Both Google and Bing are watching SocialRank and have stated that they will be using this metric in their organic search algorithm. To what degree is SocialRank important to organic placement, that we simply don’t know. What I do know is that with the changes on Facebook, it is by far easier to grow, connect with others, and funnel traffic to your website by Twitter than by Facebook.

Social Engagement? It’s The Timing Stupid!

I have recently read a very interesting report on the timing of engagement for social media. Specifically, what time of the day and what days of the week appear to be important for connecting with Twitter and Facebook users. You can read the full article and see the graphs on this web page.

After reading the article, I made some pretty sweeping changes to the times we post our updates for clients on both Twitter and Facebook. Not only that, but we are going to monitor and then report back – did changing our update times really improve the level of engagement both in actions on Facebook and follower growth on Twitter. It should be an interesting new white paper! We are following sixteen client sites for our report, so although this is a small group, the insights will be very interesting.

Based on the report this is what we personally are doing:

For Twitter, we are posting at 6 a.m., 11 a.m., noon, 6 p.m.,  and 9 p.m.

For Facebook, we are posting at noon and 7 p.m.
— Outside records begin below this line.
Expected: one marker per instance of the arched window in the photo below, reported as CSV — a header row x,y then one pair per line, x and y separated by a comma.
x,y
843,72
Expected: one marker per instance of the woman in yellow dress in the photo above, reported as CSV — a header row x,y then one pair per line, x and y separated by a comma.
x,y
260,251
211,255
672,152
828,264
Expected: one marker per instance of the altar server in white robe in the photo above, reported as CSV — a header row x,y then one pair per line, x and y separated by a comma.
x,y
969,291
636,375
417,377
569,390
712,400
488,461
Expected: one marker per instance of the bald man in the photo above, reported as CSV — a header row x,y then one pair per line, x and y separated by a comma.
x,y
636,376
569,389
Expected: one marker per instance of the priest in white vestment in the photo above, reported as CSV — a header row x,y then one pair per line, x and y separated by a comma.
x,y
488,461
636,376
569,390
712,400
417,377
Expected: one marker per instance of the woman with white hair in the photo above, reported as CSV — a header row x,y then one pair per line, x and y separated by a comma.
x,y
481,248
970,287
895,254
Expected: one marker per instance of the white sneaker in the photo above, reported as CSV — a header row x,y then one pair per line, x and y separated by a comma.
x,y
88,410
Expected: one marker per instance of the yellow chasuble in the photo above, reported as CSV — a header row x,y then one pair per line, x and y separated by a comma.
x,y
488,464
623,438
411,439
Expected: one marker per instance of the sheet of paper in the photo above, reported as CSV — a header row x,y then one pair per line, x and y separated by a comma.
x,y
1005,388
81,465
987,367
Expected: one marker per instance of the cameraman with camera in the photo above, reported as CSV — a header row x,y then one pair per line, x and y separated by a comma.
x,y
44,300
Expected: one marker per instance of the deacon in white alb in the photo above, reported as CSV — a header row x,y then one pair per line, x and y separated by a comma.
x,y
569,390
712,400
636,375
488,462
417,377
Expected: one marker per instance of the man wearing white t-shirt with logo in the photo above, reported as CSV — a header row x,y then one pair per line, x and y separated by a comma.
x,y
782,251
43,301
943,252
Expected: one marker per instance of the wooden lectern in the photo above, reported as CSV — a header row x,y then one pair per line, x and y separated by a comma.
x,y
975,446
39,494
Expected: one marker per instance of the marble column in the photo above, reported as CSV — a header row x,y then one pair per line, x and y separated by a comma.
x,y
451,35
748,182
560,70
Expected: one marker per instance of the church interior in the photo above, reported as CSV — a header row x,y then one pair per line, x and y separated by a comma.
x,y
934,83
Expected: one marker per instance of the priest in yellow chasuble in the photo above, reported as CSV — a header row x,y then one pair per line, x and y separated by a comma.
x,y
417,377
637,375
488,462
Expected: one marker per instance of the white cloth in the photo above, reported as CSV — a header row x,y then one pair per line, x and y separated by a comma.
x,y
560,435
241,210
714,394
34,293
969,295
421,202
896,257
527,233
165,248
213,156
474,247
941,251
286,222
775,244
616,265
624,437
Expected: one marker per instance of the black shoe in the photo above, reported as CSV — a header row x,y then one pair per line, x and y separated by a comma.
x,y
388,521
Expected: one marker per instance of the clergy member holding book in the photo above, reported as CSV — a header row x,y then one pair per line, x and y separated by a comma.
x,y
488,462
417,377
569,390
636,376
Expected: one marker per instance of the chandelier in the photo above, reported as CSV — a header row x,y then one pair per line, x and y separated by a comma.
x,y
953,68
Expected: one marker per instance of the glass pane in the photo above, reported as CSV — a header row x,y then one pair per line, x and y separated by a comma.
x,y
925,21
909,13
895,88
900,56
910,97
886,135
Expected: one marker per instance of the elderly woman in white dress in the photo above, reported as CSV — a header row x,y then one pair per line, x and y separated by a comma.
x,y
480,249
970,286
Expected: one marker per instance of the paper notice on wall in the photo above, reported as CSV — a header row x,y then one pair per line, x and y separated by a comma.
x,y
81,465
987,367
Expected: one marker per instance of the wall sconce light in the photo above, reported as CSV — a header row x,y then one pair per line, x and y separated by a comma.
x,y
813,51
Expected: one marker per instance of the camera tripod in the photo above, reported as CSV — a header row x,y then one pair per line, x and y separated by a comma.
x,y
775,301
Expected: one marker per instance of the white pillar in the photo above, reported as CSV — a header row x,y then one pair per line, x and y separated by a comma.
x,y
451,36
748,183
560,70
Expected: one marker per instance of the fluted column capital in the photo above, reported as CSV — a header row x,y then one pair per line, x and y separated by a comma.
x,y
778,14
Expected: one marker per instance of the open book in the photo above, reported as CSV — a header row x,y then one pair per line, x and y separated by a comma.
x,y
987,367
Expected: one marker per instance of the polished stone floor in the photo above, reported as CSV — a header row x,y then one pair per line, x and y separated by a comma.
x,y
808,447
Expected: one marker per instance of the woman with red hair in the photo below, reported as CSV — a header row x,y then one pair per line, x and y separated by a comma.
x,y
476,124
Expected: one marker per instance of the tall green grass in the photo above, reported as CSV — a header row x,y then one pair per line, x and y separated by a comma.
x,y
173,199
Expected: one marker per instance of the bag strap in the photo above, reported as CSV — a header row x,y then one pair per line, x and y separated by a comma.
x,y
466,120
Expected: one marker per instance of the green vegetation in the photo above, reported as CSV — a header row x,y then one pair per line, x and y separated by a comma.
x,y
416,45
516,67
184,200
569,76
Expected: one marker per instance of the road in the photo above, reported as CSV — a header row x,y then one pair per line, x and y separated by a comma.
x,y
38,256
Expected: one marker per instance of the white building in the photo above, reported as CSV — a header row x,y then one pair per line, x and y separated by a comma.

We are planning on doing further testing for Facebook on increasing the number of status updates as it now appears with the change in the Facebook news feed that Business Page updates may be lost in the noise with just one or two updates a day.

Pretty interesting stuff! I’ll make sure to post a link to my report and share my findings as we get more data.

How to Bulk Upload Tweets into HootSuite

If you have the HootSuite Pro version then you may have already tried this option. If you are using HootSuite Free then this may be the reason to upgrade, and if you are not using HootSuite at all, this may be the reason you take a look.

HootSuite is an online Twitter, Facebook, LinkedIn, FourSquare, and Facebook Page update and status scheduling tool. I have used it for team management and self management of small accounts. Just this last week I checked out the Pro account version Bulk Upload of status update features.

First although HootSuite offers a sample .csv file to review and to use for your own updates, I found that Excel kept changing the date format and did not offer the date format they wanted for load, and so I moved to Notepad to do my list creation.

This is the format to use:

09/02/2011 09:00,”Check out our blog writing prices and blog clients on this page.”,”http://ow.ly/3S5ru”

Note that the date format is day first, then month, then year followed by time on a 24 hour clock. The update must be wrapped in quotes, and then the URL wrapped in quotes. Each of these three fields is separated by a comma. You may be able to leave your URL as pointing to your own domain, but to be safe, I shrunk my URL ahead of time.

Of important note is that HootSuite will not allow duplicate updates. So you can not load more than one version. Additionally the Bulk Upload feature allows for 50 unique updates to be loaded maximum at a time. I found that the load creation was time consuming, but was able to be used on multiple accounts and as I saved the document, will allow me to use and re-use this load anytime I go on vacation for coverage.

When you go to upload your text file, you will put your select your social network from the icon list, then put your cursor in the message field. The box opens and allows you (for Pro accounts only) the option to bulk upload. Browse to your upload file then click Okay. You will then see all your updates appear in the pending stream column.

I think this is a great new feature for HootSuite. Social Oomph offers this same feature for Professional accounts as well but without duplication restriction. Please note that if you click the links in this post and purchase either Professional level accounts from these suppliers that they will pay me a commission which will allow me to buy lunch at McDonald’s. Thanks for your support and try out these two applications they may end up being big time savers for you too.